Alors que la numérisation remodèle de nombreuses branches, seul un tiers des banques a défini sa stratégie en la matière, s'étonnent les auteurs. Une minorité (27%) des sondés croient à des changements radicaux induits par la technologie. Sur ce plan, les banques cantonales paraissent plus à la pointe.

Si les instituts ont identifié le potentiel à long terme de la numérisation, ils ne semblent pas conscients des avantages à l'aune de la création de valeur. Pour plus des deux tiers, l'ère numérique permettra juste la mise en place de nouveaux canaux de distribution.

D'ailleurs 70% des participants ne considèrent pas les entreprises «FinTech» comme une menace durable pour leur modèle d'affaires. Une majorité (56%) craint bien plus sérieusement les concurrents externes au secteur, tels que les grands groupes technologiques, actifs dans la téléphonie mobile ou Internet, et cherchent donc à en faire des alliés.

Embauche à court terme

La mue structurelle aura des coûts. A court terme, elle se traduira toutefois par des investissements ciblés et même de l'embauche. Un tiers des banques (24% en 2015) envisage de créer de nouveaux postes au cours des douze mois à venir, un pic depuis cinq ans.

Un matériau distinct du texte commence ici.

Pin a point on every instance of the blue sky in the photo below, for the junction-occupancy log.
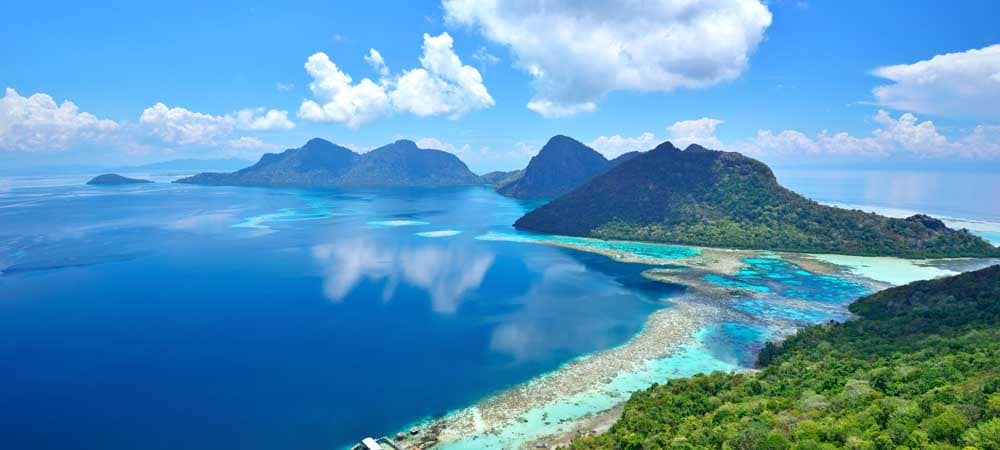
(762, 78)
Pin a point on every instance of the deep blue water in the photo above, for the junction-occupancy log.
(167, 316)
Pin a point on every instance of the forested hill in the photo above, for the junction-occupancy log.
(560, 166)
(724, 199)
(920, 368)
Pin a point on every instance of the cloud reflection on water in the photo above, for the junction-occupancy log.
(570, 310)
(447, 274)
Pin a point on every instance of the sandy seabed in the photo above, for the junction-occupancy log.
(585, 395)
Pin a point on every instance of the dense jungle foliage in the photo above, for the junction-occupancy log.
(919, 369)
(724, 199)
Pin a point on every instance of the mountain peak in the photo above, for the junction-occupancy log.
(725, 199)
(317, 143)
(561, 165)
(695, 148)
(666, 146)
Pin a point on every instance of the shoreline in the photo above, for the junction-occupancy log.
(586, 395)
(554, 403)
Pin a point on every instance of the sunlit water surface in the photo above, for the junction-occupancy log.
(171, 316)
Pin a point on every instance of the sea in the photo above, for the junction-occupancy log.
(166, 316)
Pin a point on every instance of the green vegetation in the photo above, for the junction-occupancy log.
(919, 369)
(560, 166)
(720, 199)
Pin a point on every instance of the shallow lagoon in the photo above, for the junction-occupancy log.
(168, 316)
(171, 316)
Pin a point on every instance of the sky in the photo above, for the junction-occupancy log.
(796, 83)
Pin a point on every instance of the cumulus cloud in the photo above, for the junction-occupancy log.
(614, 146)
(698, 131)
(547, 108)
(375, 59)
(261, 119)
(38, 123)
(905, 135)
(442, 85)
(577, 52)
(249, 143)
(682, 133)
(185, 127)
(336, 98)
(484, 57)
(964, 84)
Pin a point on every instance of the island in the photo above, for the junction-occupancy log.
(113, 179)
(722, 199)
(917, 369)
(560, 166)
(321, 163)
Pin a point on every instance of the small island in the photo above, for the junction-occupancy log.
(113, 179)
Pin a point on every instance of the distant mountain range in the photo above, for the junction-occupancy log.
(320, 163)
(559, 167)
(724, 199)
(162, 167)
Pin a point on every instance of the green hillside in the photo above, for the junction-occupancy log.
(920, 368)
(724, 199)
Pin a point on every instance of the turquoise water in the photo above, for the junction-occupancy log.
(266, 318)
(638, 250)
(781, 278)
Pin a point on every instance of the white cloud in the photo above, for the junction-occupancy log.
(338, 99)
(484, 159)
(697, 131)
(965, 84)
(185, 127)
(579, 51)
(546, 108)
(614, 146)
(249, 143)
(375, 59)
(905, 135)
(442, 85)
(484, 57)
(38, 123)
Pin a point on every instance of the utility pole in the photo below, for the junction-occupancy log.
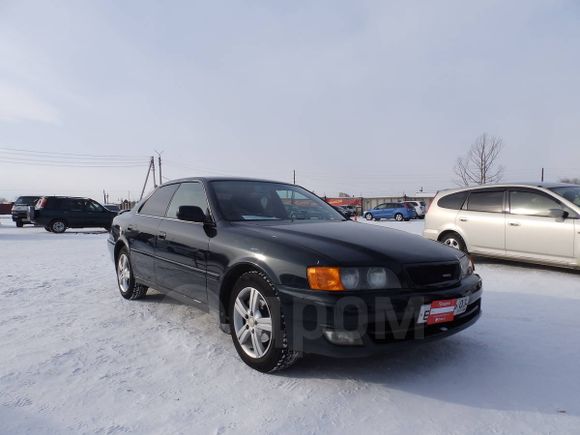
(151, 165)
(153, 171)
(159, 163)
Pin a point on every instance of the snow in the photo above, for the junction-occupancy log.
(77, 358)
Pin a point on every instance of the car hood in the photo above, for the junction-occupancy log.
(353, 243)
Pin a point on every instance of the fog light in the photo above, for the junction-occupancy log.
(344, 338)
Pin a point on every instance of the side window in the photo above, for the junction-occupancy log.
(187, 194)
(158, 202)
(94, 206)
(454, 201)
(531, 203)
(486, 201)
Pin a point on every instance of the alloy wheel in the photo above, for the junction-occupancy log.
(453, 243)
(124, 273)
(253, 322)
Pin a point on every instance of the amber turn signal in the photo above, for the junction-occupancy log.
(324, 278)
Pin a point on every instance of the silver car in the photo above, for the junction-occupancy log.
(538, 223)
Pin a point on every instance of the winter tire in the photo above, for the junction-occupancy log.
(257, 324)
(126, 281)
(455, 241)
(58, 226)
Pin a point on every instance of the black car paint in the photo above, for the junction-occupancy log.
(57, 209)
(199, 262)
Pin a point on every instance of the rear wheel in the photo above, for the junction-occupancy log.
(455, 241)
(58, 226)
(127, 286)
(257, 324)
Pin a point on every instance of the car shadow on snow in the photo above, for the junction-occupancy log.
(521, 356)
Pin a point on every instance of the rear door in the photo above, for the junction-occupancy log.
(182, 247)
(531, 232)
(482, 221)
(142, 232)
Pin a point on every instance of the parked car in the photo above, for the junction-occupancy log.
(538, 223)
(419, 207)
(113, 207)
(57, 213)
(284, 284)
(20, 209)
(391, 210)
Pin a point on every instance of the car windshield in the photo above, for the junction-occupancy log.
(265, 201)
(571, 193)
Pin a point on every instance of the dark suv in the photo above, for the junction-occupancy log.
(20, 209)
(57, 213)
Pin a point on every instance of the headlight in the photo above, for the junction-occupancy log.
(467, 266)
(351, 278)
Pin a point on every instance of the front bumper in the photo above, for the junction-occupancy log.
(384, 321)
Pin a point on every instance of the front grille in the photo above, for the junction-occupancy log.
(433, 274)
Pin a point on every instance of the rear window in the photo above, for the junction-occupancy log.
(486, 201)
(454, 201)
(158, 202)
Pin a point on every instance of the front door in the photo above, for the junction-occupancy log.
(532, 233)
(182, 247)
(482, 221)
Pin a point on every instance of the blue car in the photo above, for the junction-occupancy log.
(391, 210)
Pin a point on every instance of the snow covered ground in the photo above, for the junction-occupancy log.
(77, 358)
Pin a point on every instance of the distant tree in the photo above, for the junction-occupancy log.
(481, 164)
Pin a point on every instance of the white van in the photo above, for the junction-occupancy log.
(539, 223)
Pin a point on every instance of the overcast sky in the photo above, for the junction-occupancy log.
(356, 96)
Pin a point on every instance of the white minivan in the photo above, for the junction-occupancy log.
(539, 223)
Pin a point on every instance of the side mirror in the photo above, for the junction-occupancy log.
(191, 213)
(558, 213)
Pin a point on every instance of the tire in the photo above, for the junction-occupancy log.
(58, 226)
(125, 280)
(263, 350)
(454, 240)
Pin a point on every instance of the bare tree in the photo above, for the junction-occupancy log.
(481, 164)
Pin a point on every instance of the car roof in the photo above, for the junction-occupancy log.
(209, 179)
(543, 185)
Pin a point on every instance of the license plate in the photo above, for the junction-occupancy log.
(442, 311)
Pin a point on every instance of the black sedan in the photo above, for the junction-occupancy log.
(286, 274)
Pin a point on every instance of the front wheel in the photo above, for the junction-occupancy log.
(58, 226)
(455, 241)
(127, 286)
(257, 324)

Mais à moyen terme, il faut compter avec des délocalisations et suppressions d'emplois à cause de l'automatisation. Pour la grosse majorité des sondés (89%), l'industrialisation des processus et la sélection de fournisseurs (sourcing) vont gagner en importance.

L'élimination des incertitudes en termes de reprises devrait encore accélérer la consolidation du secteur. Des dizaines d'acteurs de la place ne survivront pas aux ajustements faute de moyens, selon l'étude. Depuis 2010, plus de 60 établissements ont disparu du paysage bancaire helvétique et plus de 200 filiales ont été fermées.